Lynn Hall, commercial and operations manager for PlanBee, whose clients include Glengoyne Distillery, commercial property company Knight Frank and technology company Siemens, says when they engage with a client, they don’t simply offer to install beehives.
“Our head beekeeper is very passionate about responsible beekeeping, and if it looks as if there are too many hives in an area, we will suggest something different,” Hall says. “Alongside [any new hives], we will encourage companies to do other things, such as wildflower meadow sowing and providing planters to support the hives and other pollinators.”

Responding to this, Whitehouse says that for every new hive, it’s estimated that two hectares of new wildflower habitat needs to be created. “From what I know, these companies cannot be putting in that amount of habitat to compensate for those extra bees,” he adds. “Just planting a few flowerbeds or a road verge is not enough.”
Hall refers to one project PlanBee carried out for an offshore wind energy company in Grimsby, where they were asked to transform a quarter of a hectare car park that was no longer in use. “We have turned that concrete space into a modular garden that is nice to look at for the community, is benefiting wild pollinators and has four honeybee hives,” she says.

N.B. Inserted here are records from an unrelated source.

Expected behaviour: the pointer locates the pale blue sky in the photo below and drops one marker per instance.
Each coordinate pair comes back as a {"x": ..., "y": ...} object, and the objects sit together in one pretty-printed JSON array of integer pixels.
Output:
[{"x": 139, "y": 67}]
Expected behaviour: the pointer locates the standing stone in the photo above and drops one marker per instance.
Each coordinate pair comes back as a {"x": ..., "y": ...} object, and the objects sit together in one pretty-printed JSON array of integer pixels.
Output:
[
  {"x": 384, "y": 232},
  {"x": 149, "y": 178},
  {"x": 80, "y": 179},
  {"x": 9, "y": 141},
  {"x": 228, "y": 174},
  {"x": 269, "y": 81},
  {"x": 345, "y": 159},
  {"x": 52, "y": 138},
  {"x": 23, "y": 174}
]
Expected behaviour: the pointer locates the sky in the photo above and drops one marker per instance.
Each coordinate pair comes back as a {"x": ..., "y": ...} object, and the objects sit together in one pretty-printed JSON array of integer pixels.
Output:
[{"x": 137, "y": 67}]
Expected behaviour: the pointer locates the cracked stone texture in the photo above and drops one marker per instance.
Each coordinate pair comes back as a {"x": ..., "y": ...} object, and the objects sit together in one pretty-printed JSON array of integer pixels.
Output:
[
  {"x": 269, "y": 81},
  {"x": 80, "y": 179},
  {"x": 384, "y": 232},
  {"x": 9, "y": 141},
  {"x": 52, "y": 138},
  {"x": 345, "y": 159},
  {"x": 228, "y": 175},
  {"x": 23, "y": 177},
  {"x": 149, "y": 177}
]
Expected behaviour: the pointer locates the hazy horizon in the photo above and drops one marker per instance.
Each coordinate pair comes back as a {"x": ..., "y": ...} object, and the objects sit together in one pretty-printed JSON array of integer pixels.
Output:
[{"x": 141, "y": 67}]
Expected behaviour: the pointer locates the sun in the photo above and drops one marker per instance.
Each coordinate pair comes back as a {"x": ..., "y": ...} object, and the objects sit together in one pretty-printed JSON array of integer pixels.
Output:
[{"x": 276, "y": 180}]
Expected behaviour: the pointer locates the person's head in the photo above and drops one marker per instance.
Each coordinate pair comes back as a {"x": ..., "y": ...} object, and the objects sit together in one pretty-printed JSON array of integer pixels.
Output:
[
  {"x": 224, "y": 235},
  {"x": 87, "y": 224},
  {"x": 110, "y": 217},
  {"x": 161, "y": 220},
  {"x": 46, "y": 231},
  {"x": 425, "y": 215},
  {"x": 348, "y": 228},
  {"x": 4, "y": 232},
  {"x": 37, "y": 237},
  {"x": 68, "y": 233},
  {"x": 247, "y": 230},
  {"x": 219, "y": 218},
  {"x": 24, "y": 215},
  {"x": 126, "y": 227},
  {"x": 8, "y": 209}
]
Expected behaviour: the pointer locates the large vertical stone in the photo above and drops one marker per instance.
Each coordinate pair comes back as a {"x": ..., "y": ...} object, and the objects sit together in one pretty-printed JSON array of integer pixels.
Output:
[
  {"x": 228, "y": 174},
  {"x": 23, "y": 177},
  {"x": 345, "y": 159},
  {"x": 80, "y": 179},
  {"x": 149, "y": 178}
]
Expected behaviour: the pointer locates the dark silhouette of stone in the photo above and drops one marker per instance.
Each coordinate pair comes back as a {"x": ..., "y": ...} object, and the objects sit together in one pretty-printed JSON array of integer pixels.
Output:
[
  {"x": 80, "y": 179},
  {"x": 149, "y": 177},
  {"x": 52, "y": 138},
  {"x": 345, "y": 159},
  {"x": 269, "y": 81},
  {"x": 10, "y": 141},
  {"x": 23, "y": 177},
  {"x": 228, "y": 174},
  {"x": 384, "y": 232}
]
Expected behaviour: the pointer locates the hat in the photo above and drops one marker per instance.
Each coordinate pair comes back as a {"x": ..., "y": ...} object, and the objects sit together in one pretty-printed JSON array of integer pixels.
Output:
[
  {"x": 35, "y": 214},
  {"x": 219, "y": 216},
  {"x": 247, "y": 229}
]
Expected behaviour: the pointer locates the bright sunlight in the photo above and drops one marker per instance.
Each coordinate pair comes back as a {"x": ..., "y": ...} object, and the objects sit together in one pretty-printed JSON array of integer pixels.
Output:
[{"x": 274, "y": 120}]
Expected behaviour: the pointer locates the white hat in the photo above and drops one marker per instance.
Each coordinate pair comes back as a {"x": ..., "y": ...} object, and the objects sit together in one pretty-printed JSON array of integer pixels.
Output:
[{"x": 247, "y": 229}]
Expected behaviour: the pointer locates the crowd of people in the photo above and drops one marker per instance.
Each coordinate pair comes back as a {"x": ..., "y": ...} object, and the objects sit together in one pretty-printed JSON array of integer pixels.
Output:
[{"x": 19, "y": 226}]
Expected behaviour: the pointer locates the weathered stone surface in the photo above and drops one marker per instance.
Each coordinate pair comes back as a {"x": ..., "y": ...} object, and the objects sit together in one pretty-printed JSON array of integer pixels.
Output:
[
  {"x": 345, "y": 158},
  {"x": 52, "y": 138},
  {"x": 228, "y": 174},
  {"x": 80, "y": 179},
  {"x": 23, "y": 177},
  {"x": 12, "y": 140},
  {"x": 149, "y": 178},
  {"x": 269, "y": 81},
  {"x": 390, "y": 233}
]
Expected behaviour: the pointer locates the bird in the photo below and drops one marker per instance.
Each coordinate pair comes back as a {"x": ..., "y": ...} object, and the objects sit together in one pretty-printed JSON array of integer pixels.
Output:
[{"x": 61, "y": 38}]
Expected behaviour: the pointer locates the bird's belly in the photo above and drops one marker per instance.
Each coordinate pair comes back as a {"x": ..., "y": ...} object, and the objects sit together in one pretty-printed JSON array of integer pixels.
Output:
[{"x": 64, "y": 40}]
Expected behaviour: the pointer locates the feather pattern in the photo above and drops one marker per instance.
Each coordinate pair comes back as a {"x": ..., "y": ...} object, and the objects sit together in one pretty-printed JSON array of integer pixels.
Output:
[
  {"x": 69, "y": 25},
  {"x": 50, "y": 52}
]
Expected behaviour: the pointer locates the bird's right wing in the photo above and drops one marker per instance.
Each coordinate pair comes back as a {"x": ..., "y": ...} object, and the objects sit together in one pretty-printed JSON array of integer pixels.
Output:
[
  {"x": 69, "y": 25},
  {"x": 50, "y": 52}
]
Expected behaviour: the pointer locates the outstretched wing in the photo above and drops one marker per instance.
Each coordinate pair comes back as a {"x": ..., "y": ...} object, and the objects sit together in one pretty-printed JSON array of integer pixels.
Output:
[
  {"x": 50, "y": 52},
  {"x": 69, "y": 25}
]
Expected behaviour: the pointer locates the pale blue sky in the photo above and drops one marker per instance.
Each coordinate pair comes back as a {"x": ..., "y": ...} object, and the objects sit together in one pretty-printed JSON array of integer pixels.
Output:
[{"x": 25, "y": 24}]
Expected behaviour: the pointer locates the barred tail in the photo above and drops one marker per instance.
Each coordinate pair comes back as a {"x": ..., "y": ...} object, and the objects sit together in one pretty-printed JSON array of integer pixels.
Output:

Company employees are encouraged to get involved with checking the hives, if they wish. “Beekeeping provides a form of meditation for some people,” Hall adds. But according to Buglife’s figures, if the company put in four hives on the car park site, they would have needed eight hectares of wildflower-rich meadows to provide for the hives’ 150,000 or so bees (a single hive can contain 30–40,000).
Responding to this, Hall describes the two hectares figure as a useful “rule of thumb” but says “honeybees can forage several kilometres from their hive and well beyond the immediate two hectares.”
The other company, Alvéole, did not put someone forward to be interviewed, but did provide a statement in which it emphasised the importance of its work in reconnecting people with nature. Its client projects include ‘wild bee habitats’ and ‘biodiversity education’, as well as the installation of beehives. According to Avéole’s statement, “Our projects generate biodiversity data, including pollinator activity and habitat indicators, that provide benchmarkable, actionable insights for our customers”.
Whitehouse emphasises that Buglife is not anti-beekeeping and that companies offering hive installation services are not dishonest or concealing bad intentions, they’re just “misguided”. He says the explosion of interest in honeybees in the UK appears to have come about as a result of campaigns, run by the likes of Buglife and others, highlighting the threat to wild pollinators, but the message has come to represent the domesticated species.
Still, as Whitehouse also points out, the main driver of pollinator decline in the UK is loss of habitat. “There are issues around pesticides, pollution and climate change, but the number one problem is that there are just not enough flowers.”